The unemployment rate rose, the number of people in work fell sharply, and the number of job openings fell below 1 million for the first time in two years.
“The bigger question is going forward,” said Hugh Gimber, global market strategist at JP Morgan Asset Management. “The bank will not want to continue tightening when they have watched other central banks around the world come to a standstill.
“However, if the inputs are not finalized, another final rate increase of 5.75% is planned.”
Last week, Bank of England Governor Andrew Bailey said the central bank was “much closer” to ending rate hikes, but the cost of borrowing could still rise due to persistent inflationary pressures.

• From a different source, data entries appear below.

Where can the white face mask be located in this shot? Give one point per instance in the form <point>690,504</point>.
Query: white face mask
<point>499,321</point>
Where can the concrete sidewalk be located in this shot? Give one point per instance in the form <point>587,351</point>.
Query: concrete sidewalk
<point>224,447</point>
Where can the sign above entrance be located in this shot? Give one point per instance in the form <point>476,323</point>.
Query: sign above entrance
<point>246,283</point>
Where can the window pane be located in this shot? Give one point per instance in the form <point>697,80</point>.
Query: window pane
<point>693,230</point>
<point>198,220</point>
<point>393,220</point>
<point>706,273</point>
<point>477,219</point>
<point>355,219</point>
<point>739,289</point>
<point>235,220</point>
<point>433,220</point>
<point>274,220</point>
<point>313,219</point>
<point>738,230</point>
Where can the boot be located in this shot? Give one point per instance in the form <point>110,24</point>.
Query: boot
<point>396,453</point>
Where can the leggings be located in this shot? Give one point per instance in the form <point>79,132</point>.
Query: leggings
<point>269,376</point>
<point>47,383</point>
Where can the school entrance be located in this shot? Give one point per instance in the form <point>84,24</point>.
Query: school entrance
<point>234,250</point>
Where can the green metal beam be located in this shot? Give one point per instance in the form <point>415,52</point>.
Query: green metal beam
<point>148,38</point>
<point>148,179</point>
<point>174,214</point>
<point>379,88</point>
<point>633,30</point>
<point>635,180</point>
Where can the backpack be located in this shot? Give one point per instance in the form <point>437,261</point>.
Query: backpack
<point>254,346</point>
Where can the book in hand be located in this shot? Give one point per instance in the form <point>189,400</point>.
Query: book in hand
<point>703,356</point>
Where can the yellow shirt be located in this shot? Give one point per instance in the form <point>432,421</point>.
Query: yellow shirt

The unemployment rate rose to 4.3% in the three months to July from 4.2% a month earlier, the highest in the three months to the end of September 2021, the ONS said.
The unemployment rate is already higher than the 4.1% the Bank of England posted for the third quarter as a whole when it released its latest set of forecasts in early August.
Employment fell by a larger-than-expected 207,000 in the three months to July, including 182,000 in London – the biggest such fall since the three months to October 2020.
The number of 16-24-year-olds in employment fell by 176,000 in the three months to July – the second biggest such fall on record.
“The labor market is showing more signs of cracks than ever before,” Nomura economists said, adding that they expect the Bank of England’s Monetary Policy Committee next week to be more divided over rate hikes than it was in the previous months.
The pound fell slightly against the dollar after the data.
Wages continued to rise rapidly and outpace inflation. Pay packages excluding bonuses were 7.8% higher than a year earlier – the highest since ONS records began in 2001 and in line with economists’ forecasts in a Reuters poll.
Adjusted for consumer price inflation, total average weekly earnings rose 0.6%, the first positive figure since March 2022.
While the news is good for workers, wages in real terms remain no better than they were more than 15 years ago.
“Wages growth remains high, partly reflecting one-off payments to public sector workers, but for real wages to grow sustainably we need to stick to our plan to halve inflation,” said Chancellor of the Exchequer Jeremy Hunt.